Effective June 19, 2015, the Company amended the Certificate of Designations, Preferences and Rights of the Company’s Series B convertible preferred stock to provide that the Company’s board of directors may designate an issuance of the Company’s common stock (or security exercisable for or convertible into common stock) as an “Excepted Issuance” that, as a result of such designation, would be exempt from the “lower price issuance” anti-dilution provisions of the Series B preferred stock. Prior to the amendment, the Company’s board did not have this authority.

The above description of the amendment is qualified in its entirety by reference to the amendment, attached as Exhibit 3.1 to this current report and incorporated herein by reference.

In order to secure the consent to the amendment of the holders of the Series B convertible preferred stock (the “Series B Holders”), effective June 19, 2015 the Company agreed with each Series B Holder to reduce the exercise price on certain “Tranche A” and “Tranche B” warrants, originally issued to the Series B Holders on May 21, 2013. The Company reduced the “Tranche A” warrant exercise price per share from $1.08 to $0.10455, and the “Tranche B” warrant exercise price per share from $0.10455 to $0.09. The Company further agreed to grant the Series B Holders the right to participate in the Company’s next capital-raising transaction by exchanging their shares of Series B convertible preferred stock for the securities to be offered in any such transaction.

Separately, the Company informed all other holders of outstanding “Tranche A” and “Tranche B” warrants that the Company has lowered the exercise prices per share for those warrants to $0.10455 and $0.09, respectively.
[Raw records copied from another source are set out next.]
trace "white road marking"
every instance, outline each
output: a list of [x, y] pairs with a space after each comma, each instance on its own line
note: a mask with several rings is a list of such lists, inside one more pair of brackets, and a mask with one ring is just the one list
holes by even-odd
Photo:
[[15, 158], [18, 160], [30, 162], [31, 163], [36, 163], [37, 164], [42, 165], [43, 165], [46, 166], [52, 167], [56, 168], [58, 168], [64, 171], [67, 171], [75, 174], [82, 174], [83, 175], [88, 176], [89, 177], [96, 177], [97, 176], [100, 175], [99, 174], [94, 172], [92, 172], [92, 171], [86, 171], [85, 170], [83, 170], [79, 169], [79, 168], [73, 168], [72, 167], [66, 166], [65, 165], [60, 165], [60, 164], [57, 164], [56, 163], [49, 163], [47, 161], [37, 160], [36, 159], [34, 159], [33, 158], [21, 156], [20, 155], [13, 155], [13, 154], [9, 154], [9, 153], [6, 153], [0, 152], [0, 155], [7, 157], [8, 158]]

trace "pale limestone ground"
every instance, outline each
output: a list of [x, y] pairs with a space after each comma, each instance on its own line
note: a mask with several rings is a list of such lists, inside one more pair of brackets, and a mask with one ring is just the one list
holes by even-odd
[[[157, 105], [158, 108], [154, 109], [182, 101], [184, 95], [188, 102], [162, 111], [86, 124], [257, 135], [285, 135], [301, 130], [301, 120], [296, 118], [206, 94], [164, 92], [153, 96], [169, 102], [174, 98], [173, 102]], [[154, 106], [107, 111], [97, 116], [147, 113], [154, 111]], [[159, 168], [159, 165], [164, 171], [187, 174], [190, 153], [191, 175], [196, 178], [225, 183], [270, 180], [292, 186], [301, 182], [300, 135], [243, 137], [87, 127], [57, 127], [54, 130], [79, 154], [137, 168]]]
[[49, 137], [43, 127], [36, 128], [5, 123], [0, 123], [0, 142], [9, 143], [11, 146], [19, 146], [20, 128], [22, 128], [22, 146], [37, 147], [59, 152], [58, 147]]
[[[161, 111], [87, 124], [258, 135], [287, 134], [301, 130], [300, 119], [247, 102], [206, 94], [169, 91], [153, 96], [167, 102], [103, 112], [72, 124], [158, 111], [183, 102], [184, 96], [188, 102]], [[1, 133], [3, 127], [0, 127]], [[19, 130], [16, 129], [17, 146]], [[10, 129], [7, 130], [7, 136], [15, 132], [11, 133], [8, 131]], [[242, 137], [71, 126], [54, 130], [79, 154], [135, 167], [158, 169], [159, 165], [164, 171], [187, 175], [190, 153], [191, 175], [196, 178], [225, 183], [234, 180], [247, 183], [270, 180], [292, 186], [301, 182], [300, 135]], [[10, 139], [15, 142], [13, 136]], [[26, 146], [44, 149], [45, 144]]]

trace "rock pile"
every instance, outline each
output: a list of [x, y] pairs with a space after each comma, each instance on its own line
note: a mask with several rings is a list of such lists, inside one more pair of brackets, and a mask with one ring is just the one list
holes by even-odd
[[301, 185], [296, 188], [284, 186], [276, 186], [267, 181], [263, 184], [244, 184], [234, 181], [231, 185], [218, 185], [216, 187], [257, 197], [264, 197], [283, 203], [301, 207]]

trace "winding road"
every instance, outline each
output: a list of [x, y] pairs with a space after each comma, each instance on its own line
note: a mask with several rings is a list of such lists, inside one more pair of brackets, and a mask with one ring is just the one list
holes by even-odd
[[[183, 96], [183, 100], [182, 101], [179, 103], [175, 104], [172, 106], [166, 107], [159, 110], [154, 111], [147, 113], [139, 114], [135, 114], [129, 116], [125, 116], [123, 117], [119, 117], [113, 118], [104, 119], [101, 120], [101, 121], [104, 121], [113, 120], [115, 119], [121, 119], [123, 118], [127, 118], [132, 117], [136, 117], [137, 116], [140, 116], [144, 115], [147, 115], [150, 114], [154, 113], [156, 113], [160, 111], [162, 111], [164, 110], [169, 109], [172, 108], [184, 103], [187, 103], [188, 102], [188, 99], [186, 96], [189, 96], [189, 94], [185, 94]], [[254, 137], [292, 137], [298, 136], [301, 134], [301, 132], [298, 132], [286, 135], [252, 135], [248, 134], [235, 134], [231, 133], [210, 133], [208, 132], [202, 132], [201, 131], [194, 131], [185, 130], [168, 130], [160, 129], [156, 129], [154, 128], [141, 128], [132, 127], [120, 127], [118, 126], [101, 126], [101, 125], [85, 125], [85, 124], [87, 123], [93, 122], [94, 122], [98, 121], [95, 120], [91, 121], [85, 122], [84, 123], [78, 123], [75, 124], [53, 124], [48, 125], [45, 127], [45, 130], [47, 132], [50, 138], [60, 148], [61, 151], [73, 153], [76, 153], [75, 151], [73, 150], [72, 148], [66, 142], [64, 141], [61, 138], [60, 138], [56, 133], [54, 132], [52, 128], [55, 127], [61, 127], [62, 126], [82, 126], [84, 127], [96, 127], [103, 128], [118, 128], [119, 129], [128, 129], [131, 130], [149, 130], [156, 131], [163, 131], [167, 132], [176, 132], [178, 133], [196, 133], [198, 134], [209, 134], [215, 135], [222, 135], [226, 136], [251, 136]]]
This current report on Form 8-K is neither an offer to sell nor the solicitation of an offer to buy any securities. The amended warrants described above have not been registered under the Securities Act and may not be offered or sold in the United States absent registration or an exemption from registration under the Securities Act.

Item 3.02 Unregistered Sales of Equity Securities

The information set forth under Item 1.01 is incorporated by reference into this Item 3.02.

Any issuance of securities to the Series B Holders described above was made by the Company in reliance upon the exemption from registration under Section 3(a)(9) of the Securities Act of 1933, for securities exchanged by the issuer with its existing security holders exclusively where no commission or other remuneration is paid or given directly or indirectly for soliciting such exchange.

Item 5.03 Amendments to Articles of Incorporation or Bylaws; Change in Fiscal Year

The information set forth under Item 1.01 is incorporated by reference into this Item 5.03.

Also effective June 19, 2015, the Company amended its certificate of incorporation to increase its authorized amount of common stock by 50,000,000 shares to 195,000,000, as previously disclosed in the Company’s proxy statement on Schedule 14A, filed April 27, 2015.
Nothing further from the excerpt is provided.